Crowd control problems in Moscow were long covered up.
The deadly crush at a match between a Moscow team and the visiting Dutch side on Oct. 20, 1982, was long wrapped in secrecy. Official reports mentioned only a handful of injuries, until it emerged in 1989 that at least 66 people had been killed, with one Soviet newspaper saying the death toll was as high as 340. The blame was first put on football hooligans, but Soviet news media later said the police had forced fans out through a single corridor at the Luzhniki Stadium, where they were crushed as others tried to rush back into the stadium after hearing news of a late goal from the Soviet side.
Victims were initially blamed in Sheffield, England.
Local authorities and some news outlets had long blamed drunk and unruly Liverpool supporters for the death of 97 soccer fans at a F.A. Cup semifinal between Liverpool and Nottingham Forest in Sheffield on April 15, 1989. That notion was rejected by a British inquest in 2016, which found that those killed in the Hillsborough Stadium had been the victims of mistakes by the police. It was a vindication that survivors had been seeking for decades. That disaster spurred safety reforms, including the removal of standing areas and fences around soccer fields.

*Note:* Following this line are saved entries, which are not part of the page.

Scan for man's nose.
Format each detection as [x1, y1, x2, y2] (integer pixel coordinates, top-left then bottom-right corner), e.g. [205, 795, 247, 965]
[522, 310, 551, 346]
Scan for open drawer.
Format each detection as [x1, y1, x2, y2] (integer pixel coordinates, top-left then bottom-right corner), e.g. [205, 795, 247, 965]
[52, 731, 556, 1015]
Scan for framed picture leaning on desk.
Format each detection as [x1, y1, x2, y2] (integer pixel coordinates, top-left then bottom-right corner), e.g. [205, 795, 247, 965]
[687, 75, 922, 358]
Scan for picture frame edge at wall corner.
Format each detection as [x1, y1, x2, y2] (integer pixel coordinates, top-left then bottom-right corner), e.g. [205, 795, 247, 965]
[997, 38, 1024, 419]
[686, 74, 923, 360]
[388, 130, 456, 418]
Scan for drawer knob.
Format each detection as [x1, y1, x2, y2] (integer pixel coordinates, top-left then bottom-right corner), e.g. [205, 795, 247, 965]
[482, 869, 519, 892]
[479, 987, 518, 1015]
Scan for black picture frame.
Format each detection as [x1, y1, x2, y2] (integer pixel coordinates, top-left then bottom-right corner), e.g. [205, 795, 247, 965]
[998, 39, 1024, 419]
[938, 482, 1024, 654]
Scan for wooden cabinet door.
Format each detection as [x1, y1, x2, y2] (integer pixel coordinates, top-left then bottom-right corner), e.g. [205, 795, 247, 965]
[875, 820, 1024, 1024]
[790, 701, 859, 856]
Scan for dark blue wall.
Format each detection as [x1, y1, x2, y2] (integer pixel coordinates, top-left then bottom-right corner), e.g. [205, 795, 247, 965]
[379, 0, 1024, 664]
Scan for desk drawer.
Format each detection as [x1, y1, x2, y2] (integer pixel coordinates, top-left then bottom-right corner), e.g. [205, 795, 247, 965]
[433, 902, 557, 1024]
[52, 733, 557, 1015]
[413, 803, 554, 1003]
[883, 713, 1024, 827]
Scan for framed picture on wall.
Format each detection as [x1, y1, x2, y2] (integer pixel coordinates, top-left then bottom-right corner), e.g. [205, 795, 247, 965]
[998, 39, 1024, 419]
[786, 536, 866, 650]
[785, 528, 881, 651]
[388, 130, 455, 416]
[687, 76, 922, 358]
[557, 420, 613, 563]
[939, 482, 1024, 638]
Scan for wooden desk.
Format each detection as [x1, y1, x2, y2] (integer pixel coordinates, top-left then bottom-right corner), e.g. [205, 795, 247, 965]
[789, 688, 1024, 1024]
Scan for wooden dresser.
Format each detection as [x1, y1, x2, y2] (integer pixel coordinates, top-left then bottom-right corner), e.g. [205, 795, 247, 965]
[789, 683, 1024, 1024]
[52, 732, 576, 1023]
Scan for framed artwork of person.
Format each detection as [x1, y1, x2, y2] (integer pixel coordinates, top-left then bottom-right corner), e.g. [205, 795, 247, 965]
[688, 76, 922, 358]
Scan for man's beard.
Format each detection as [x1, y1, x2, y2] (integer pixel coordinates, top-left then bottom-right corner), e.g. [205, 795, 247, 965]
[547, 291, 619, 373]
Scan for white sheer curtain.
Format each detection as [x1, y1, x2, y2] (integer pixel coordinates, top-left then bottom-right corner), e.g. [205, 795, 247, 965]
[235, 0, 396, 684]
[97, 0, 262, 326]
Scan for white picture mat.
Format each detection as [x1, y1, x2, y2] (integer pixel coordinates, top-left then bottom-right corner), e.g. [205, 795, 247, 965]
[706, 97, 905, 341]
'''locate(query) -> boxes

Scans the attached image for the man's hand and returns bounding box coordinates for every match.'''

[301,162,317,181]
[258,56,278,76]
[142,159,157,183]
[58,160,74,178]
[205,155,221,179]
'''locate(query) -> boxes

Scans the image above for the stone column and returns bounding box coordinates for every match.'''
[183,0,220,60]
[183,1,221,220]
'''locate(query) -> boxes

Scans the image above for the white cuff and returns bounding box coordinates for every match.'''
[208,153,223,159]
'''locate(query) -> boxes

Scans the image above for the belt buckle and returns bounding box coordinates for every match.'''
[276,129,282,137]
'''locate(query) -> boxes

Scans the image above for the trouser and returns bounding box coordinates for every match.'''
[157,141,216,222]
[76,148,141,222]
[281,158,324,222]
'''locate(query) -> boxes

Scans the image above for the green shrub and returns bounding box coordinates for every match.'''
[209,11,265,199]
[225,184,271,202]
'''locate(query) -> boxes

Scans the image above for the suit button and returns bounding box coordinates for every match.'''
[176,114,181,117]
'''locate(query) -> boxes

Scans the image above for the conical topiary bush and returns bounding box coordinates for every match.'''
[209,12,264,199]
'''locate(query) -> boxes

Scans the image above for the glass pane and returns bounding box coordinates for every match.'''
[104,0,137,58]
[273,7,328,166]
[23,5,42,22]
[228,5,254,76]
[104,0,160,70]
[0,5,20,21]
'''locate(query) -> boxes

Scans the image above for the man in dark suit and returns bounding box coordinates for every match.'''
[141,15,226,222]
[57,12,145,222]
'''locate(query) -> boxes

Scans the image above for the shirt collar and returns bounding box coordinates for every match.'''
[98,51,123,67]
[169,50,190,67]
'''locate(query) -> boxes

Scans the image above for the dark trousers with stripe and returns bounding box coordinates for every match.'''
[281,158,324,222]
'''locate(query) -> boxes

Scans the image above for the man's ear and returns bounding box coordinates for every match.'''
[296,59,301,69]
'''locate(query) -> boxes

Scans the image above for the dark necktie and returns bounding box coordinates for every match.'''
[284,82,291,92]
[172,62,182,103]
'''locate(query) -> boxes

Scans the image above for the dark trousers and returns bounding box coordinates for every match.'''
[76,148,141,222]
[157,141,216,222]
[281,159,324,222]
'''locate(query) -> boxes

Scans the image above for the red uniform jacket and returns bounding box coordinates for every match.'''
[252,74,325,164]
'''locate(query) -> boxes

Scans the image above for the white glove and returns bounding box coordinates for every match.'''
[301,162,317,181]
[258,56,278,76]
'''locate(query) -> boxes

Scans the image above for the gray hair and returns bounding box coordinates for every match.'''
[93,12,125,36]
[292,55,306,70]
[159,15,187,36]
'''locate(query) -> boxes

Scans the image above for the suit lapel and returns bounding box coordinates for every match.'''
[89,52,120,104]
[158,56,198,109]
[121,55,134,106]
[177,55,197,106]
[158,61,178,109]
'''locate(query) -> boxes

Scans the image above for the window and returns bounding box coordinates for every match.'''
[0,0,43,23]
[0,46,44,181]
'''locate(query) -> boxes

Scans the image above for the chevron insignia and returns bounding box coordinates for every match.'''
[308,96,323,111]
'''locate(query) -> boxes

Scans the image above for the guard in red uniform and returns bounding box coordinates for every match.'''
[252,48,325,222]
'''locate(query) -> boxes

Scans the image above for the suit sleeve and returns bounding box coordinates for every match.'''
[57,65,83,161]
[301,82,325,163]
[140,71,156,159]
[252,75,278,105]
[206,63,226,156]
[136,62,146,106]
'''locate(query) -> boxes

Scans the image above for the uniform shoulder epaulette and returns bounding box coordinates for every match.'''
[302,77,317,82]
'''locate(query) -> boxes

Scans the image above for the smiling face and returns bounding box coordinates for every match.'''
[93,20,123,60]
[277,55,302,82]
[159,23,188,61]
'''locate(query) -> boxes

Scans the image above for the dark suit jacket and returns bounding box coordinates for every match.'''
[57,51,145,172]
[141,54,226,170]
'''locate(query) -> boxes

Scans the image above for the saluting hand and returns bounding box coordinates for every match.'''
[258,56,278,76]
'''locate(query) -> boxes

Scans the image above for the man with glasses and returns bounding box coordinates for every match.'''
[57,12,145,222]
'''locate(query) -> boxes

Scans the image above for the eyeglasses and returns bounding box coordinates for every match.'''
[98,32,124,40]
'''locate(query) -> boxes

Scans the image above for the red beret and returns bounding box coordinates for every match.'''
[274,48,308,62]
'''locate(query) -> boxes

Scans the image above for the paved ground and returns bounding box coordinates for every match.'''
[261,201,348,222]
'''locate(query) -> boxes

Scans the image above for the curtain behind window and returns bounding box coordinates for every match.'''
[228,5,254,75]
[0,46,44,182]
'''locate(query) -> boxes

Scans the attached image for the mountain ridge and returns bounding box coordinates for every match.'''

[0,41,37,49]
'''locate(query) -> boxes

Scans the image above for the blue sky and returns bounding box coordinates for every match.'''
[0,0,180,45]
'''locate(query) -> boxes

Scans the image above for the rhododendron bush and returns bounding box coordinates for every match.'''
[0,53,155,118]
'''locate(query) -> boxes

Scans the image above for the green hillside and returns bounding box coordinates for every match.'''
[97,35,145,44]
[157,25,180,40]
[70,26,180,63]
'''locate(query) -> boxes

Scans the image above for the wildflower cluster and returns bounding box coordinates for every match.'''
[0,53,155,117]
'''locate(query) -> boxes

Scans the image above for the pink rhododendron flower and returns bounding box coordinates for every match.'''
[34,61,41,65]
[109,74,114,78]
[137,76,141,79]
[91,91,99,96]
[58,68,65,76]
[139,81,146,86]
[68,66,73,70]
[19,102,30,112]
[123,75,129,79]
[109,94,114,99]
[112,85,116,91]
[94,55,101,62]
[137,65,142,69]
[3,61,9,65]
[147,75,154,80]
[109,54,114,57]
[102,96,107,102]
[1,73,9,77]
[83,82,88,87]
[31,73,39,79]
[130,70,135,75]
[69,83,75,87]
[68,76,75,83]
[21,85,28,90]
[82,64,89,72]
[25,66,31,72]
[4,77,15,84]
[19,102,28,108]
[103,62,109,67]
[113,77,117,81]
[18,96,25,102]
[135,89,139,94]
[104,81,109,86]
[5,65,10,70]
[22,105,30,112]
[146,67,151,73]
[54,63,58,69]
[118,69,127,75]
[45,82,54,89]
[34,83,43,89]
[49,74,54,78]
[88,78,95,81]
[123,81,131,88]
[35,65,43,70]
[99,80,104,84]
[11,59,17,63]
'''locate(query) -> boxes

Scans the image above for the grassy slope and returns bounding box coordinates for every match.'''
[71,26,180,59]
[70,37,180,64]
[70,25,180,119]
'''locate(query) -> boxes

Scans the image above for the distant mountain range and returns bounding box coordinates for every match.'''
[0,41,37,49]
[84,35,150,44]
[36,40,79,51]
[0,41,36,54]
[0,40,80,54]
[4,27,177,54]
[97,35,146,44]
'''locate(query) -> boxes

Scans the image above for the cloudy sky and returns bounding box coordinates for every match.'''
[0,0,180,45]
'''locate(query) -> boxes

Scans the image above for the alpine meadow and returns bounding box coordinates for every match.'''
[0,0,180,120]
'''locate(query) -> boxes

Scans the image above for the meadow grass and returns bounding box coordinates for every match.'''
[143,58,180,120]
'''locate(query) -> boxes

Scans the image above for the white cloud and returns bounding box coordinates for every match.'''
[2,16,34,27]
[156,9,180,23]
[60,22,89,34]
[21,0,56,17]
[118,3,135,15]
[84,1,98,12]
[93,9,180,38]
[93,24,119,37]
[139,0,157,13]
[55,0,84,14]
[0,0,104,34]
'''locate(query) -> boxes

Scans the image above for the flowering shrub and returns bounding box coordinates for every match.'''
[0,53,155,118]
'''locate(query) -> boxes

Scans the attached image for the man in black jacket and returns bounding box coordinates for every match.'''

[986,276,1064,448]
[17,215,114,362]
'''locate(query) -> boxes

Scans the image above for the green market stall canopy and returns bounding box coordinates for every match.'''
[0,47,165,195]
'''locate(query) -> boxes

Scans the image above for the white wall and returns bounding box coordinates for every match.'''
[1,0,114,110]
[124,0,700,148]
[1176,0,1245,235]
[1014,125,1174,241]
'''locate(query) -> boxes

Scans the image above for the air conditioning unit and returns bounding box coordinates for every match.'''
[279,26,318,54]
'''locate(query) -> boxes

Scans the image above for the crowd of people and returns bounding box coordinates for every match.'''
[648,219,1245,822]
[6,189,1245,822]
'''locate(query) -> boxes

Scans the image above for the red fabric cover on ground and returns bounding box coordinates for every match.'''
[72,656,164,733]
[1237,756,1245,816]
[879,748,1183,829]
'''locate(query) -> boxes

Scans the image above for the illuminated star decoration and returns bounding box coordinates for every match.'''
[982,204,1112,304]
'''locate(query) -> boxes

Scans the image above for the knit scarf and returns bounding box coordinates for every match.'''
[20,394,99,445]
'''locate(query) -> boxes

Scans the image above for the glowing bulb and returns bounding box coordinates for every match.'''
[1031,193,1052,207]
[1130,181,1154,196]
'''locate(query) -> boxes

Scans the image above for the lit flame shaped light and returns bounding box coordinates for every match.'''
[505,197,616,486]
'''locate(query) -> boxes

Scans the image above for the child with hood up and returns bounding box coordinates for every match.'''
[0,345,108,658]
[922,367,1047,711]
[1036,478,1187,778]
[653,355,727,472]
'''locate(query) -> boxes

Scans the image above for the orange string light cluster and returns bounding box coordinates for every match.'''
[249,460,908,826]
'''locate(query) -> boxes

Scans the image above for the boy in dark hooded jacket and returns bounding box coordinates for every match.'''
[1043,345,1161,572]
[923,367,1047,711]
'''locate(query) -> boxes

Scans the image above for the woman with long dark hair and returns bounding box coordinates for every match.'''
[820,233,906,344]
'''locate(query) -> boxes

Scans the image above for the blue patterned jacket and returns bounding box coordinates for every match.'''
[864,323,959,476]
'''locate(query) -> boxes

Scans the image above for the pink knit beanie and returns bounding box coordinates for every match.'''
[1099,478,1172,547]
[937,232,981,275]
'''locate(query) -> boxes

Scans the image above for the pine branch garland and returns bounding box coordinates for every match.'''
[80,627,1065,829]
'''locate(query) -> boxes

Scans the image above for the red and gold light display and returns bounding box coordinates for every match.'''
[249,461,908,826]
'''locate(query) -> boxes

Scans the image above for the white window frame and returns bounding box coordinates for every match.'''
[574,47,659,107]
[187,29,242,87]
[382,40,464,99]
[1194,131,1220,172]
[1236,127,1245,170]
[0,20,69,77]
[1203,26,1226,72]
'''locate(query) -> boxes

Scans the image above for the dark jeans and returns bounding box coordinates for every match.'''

Tear gas also played a role in a Ghana soccer game.
When fans of Kumasi Asante Kotoko began to throw objects onto the field as their team fell behind their chief rival, Hearts of Oak, the police fired tear gas into the stands, setting off a chaotic race for the exits that killed 126 people. Joe Aggrey, the deputy sports minister of Ghana, told the BBC that he believed the use of tear gas caused the disaster, adding he saw groups of young dead men too numerous for him to count. “I’m devastated,” he said.